A walking robot on the moon? Well, it could someday be a reality -- thanks to a group of Japanese companies which is actually planning to land a humanoid robot on the Earth`s satellite by 2015.
London: A walking robot on the moon? Well, it could someday be a reality -- thanks to a group of Japanese companies which is actually planning to land a humanoid robot on the Earth`s satellite by 2015.
According to the `New Scientist`, the ambitious plan was announced last week by a small cooperative of companies in Osaka called Astro-Technology SOHLA, which launched a small satellite called Maido-1 to study lightning in January 2009.
The group hopes that its robot, dubbed Maido-kun, could hitch a ride to the moon with a robotic mission set to be launched by the Japanese space agency JAXA in about five
years, the magazine quoted a Japanese media report as saying. In fact, the `Daily Yomiuri` newspaper said that JAXA had previously opted against sending a bipedal robot to the moon because its footing would not be steady on the sandy lunar surface.
But SOHLA president Hideo Sugimoto countered that a walking robot would be more inspiring than a wheeled rover, adding that Maido-kun would draw the Japanese flag on the moon`s surface.

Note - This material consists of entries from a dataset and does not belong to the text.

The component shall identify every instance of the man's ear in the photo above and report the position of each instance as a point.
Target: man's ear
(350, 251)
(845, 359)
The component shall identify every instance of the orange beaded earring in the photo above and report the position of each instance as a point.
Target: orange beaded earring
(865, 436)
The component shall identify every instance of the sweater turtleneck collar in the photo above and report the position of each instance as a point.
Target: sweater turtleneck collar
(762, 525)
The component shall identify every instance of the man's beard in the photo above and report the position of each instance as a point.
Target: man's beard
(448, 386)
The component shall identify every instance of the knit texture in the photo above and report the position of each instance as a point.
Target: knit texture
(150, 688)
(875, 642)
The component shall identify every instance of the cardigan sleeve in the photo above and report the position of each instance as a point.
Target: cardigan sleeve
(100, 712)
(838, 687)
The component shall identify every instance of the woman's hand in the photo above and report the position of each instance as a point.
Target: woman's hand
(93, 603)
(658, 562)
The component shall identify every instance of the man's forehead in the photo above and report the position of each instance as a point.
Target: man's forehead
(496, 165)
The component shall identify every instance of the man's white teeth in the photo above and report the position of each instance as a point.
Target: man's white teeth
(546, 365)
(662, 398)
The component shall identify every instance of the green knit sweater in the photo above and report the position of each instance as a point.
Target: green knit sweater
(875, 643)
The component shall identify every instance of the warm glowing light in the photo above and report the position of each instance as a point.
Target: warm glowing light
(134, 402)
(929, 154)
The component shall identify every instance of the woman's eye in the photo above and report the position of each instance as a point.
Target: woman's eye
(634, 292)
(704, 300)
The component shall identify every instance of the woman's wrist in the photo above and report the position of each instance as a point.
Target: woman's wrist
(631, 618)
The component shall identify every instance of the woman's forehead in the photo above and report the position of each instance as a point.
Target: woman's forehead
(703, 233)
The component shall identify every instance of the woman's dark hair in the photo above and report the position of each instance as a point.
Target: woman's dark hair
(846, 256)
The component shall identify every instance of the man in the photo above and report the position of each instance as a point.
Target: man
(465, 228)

"We decided on a human-like robot because it`s more fascinating and stimulating for us. We`ll make an attractive robot to carry our dreams to the universe," Sugimoto was
quoted as saying.
The project, estimated to cost about US dollars 10 million to develop, will not be a walk in the park.
"Designing a robot that can balance and move on two legs will be a major challenge. Human beings are relatively unstable, and when designing robots for unpredictable terrain, three legs are better than two," Roger La-Brooy of the Royal Melbourne Institute of Technology in Australia said.
If the robot were to fall over, it could have trouble getting up again, says Rodney Brooks, a roboticist at MIT.
"Human-sized robots have been designed to pick themselves up on Earth, but this has not been demonstrated robustly. On the other hand, the moon`s gravity is only one-sixth as strong as Earth`s, so things might be easier there," he said.